Summary
In McCray, the First District addressed a similar fact pattern where the defendant broke the victim's phone during the commission of a battery.
Summary of this case from McCloud v. StateOpinion
No. 1D14–5950.
08-24-2015
Nancy A. Daniels, Public Defender, and Barbara J. Busharis, Assistant Public Defender, Tallahassee, for Appellant. Pamela Jo Bondi, Attorney General, and Trisha Meggs Pate, Bureau Chief, Criminal Appeals, Tallahassee, for Appellee.
Nancy A. Daniels, Public Defender, and Barbara J. Busharis, Assistant Public Defender, Tallahassee, for Appellant.
Pamela Jo Bondi, Attorney General, and Trisha Meggs Pate, Bureau Chief, Criminal Appeals, Tallahassee, for Appellee.
Opinion
PER CURIAM.
Cecil McCray was convicted of battery and tampering with a victim or witness. On appeal, he argues that the trial court erred when it denied his motion for judgment of acquittal because the State failed to present any evidence required for a conviction for tampering with a victim or witness. We agree and reverse.
At trial, Summer Addison testified that she and McCray engaged in a physical altercation, which resulted in her suffering physical injuries. During the altercation, Addison attempted to use her cell phones, but McCray broke them in half. She testified that she never told McCray that she was going to call law enforcement or 911. At the close of the State's case, defense counsel moved for a judgment of acquittal, arguing that the State failed to show that Addison was attempting to contact law enforcement during her physical altercation with McCray. The trial court denied the motion, and McCray was found guilty of tampering with a victim or witness.
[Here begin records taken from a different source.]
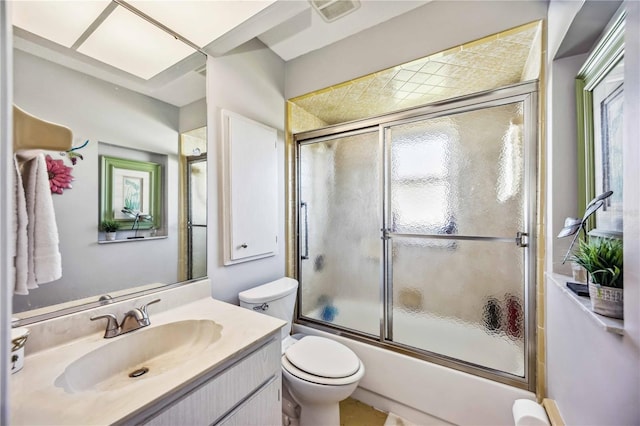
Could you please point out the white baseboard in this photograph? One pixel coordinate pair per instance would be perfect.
(390, 406)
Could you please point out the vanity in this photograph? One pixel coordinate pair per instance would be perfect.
(200, 361)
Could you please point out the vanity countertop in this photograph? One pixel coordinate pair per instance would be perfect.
(37, 399)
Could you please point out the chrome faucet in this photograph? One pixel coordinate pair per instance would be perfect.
(134, 319)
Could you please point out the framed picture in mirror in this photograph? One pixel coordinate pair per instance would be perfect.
(130, 192)
(600, 96)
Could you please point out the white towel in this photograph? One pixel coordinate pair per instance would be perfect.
(20, 228)
(44, 263)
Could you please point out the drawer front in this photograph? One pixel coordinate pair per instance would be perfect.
(208, 403)
(261, 409)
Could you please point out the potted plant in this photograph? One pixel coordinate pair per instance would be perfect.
(109, 226)
(602, 258)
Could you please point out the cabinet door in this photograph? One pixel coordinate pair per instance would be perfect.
(225, 392)
(262, 409)
(250, 189)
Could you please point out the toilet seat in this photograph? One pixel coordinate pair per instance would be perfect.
(322, 361)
The appropriate standard of review on a motion for judgment of acquittal is the de novo standard. Jones v. State, 4 So.3d 687, 688 (Fla. 1st DCA 2009). If the State has presented competent evidence to establish every element of the crime, then judgment of acquittal is improper. State v. Odom, 862 So.2d 56, 59 (Fla. 2d DCA 2003).
Under Florida law, tampering with a witness, victim, or informant occurs when:
(1) A person who knowingly uses intimidation or physical force, or threatens another person, or attempts to do so, or engages in misleading conduct toward another person, or offers pecuniary benefit or gain to another person, with intent to cause or induce any person to:
...
(e) Hinder, delay, or prevent the communication to a law enforcement officer or judge of information relating to the commission or possible commission of an offense or a violation of a condition of probation, parole, or release pending a judicial proceeding....
§ 914.22(1)(e), Fla. Stat. (2014). Thus, it is necessary to present evidence that the victim was attempting to contact law enforcement during the time of the incident to support a conviction under this statute. Thompson v. State, 153 So.3d 996, 997 (Fla. 1st DCA 2015).
A review of the record reveals that the State presented no evidence to establish that Addison was attempting to contact law enforcement during the altercation with McCray. In fact, Addison testified that she was “trying to call somebody,” not that she was trying to call law enforcement. She also testified that she never gave McCray any indication that she was attempting to call law enforcement or 911 during the altercation. Because there was no evidence that Addison was attempting to contact law enforcement, the trial court erred in denying McCray's motion for judgment of acquittal. See Longwell v. State, 123 So.3d 1187, 1198 (Fla. 1st DCA 2013). We, therefore, REVERSE the conviction for tampering with a victim or witness.
BENTON, ROWE, and MARSTILLER, JJ., concur.